The board’s decision “is going to have long-reaching ramifications,” Hine said.
Sullivan, 57, who lives at 5 Pheasant Drive in Holyoke, is town administrator of Maynard, 20 miles west of Boston, which has a Town Meeting government similar to South Hadley’s. His three-year contract with Maynard ends March 31.
San Angelo, 50, touted his experience as mayor and a member of the Board of Burgesses for Naugatuck, a former textile city of 32,000. He also served 10 years as a Connecticut state legislator, representing Naugatuck and three smaller communities similar in size to South Hadley, he said. San Angelo is now a project technology manager at CGI Corp. in Andover.
Both men detailed challenges they faced as public officials. Each was faced with choosing a new police chief during his tenure and each opted for outside candidates rather than choosing the new chief from within local ranks — unpopular decisions at the time, Sullivan and San Angelo said.
“It’s hard to have people angry with you, but it was the right thing to do,” San Angelo said.
Sullivan discussed the high-speed computing center that opened last fall in Holyoke, noting that the city’s ability to offer low-cost municipal power — due in part to an earlier unpopular decision to buy a hydroelectric plant — brought a consortium of top-tier colleges, including Harvard University and the Massachusetts Institute of Technology, to the Paper City.

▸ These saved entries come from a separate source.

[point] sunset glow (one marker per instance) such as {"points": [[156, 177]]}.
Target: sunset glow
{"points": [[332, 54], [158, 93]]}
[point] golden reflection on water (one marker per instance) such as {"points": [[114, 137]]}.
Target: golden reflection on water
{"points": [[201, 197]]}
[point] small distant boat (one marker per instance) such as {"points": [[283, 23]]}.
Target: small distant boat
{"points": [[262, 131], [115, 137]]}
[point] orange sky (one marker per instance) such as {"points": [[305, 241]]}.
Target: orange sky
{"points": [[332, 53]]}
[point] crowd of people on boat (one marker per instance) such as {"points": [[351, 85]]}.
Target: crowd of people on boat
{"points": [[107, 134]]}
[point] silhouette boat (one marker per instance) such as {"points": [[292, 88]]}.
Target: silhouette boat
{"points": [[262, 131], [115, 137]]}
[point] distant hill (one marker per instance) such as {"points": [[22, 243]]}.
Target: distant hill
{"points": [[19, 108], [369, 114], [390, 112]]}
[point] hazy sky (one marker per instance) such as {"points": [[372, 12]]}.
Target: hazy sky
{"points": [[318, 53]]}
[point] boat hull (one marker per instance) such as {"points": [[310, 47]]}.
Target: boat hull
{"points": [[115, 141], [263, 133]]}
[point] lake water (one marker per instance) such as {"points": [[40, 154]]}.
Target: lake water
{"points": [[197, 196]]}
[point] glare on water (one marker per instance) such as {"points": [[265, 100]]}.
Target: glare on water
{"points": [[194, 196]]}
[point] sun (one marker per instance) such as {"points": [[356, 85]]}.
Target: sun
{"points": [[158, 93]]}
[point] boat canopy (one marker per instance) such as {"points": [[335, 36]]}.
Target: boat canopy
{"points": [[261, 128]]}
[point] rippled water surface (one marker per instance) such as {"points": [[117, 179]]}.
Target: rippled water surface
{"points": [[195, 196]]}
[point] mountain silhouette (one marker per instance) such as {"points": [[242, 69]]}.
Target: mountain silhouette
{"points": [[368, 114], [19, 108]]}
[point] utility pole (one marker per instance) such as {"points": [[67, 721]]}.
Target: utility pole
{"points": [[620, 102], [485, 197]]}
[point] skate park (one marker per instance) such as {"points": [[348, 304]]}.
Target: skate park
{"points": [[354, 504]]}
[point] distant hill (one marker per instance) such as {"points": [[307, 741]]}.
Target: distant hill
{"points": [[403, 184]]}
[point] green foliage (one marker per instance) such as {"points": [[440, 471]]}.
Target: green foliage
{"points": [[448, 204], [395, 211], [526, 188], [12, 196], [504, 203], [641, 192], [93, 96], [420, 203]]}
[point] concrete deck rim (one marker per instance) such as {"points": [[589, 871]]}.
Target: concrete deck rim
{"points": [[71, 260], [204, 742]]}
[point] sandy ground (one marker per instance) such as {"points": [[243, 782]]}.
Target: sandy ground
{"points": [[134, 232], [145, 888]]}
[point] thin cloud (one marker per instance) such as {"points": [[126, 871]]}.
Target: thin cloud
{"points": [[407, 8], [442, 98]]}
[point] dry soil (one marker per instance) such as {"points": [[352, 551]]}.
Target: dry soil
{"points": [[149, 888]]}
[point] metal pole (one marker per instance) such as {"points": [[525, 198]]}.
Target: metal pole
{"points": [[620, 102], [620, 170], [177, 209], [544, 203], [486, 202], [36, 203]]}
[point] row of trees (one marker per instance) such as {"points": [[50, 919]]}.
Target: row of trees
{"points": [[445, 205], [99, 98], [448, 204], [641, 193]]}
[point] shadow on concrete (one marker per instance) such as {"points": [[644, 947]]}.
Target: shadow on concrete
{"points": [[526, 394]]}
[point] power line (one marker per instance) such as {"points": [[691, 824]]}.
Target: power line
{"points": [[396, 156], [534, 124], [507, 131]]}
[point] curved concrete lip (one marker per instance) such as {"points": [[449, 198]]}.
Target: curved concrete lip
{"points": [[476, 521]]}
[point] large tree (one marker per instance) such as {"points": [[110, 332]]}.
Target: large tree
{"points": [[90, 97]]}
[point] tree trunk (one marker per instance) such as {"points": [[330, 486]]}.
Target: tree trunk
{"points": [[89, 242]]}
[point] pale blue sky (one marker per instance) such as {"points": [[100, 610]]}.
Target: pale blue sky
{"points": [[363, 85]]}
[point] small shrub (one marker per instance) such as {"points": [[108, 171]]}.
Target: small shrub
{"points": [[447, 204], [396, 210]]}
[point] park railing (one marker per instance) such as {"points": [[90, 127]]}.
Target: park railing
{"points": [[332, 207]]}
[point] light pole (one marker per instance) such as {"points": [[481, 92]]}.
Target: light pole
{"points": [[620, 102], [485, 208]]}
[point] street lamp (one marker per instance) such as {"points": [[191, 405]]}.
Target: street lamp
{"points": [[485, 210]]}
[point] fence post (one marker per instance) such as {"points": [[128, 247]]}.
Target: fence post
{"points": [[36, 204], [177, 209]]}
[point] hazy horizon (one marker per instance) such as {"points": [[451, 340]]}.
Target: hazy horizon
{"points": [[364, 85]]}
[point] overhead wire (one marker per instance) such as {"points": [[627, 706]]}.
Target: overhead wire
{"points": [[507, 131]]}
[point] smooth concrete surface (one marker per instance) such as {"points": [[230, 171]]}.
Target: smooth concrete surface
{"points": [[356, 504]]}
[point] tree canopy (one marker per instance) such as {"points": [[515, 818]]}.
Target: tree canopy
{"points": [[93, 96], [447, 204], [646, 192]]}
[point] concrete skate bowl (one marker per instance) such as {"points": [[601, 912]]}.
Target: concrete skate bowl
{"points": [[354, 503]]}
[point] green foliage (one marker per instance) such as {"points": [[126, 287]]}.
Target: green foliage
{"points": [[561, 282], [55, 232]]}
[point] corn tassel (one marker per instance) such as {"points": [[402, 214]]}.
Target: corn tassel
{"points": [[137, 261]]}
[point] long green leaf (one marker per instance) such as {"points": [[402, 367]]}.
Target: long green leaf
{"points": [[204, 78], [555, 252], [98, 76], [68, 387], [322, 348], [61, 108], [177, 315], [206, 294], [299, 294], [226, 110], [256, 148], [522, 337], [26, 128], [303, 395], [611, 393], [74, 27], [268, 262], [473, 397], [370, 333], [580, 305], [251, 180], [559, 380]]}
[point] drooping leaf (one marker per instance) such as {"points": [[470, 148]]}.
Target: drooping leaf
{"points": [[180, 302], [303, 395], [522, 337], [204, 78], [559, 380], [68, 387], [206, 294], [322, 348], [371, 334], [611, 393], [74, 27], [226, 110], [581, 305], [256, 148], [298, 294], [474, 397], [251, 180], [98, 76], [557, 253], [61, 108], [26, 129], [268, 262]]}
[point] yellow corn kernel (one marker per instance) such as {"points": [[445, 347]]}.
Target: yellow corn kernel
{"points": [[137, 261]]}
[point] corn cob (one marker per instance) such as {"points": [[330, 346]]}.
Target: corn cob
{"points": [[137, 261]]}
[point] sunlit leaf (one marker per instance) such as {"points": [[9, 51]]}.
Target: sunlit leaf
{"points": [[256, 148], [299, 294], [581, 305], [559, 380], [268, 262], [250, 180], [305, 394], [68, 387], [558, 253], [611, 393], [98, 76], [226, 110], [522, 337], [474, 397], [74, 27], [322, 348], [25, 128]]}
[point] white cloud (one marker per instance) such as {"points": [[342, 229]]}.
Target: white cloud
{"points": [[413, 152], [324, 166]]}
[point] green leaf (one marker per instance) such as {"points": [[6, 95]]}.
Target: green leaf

“They were all set to build (a similar facility) in North Carolina,” Sullivan said, adding that backing from Gov. Deval Patrick brought the project to fruition.
Both men emphasized the value of close communication with members of the Select Board, other town officials, employees and taxpayers.
Sullivan said town government needs to be “very conservative” on municipal costs, while still providing the full range of services that taxpayers expect from local government.
Both men said they tossed out the requirement of weekly meetings with town department heads in favor of a more flexible approach.
In negotiating new contracts with town employee unions, San Angelo said he would use a “professional and respectful” approach.
“I’m going to know those contracts as well as the union representatives know them,” he said, adding he considers it a “waste of time” to fight union grievances if the facts favor the union.
Both men said careful planning must accompany the annual budgeting process, with close communication with department heads.
Department heads “have got to sell me first (on any proposed increases), long before it gets to you,” he told the Select Board.
San Angelo said that if he is named the new town administrator, he plans to move to South Hadley.
“I’m looking forward to becoming part of your community,” he said.
South Hadley has been without a permanent town administrator for 14 months, since former administrator Paul Beecher resigned abruptly in Janurary 2012 when the board declined to renew his three-year contract, which still had a year to run.
Jennifer Wolowicz, formerly the town’s personnel and procurement officer, was named acting town administrator after Beecher’s resignation. She was named assistant town administrator by the Select Board in January.
After the session, Hine said the interviews “went great.”
“It’s such a relief to be in the position to have two such qualified candidates,” he said. “I’m anxious (to make a decision). It’s been a long haul.”
“We got two candidates who both have broad experience in government,” said Select Board Vice Chairman Robert G. Judge, adding both candidates were “enthusiastic” about the South Hadley job.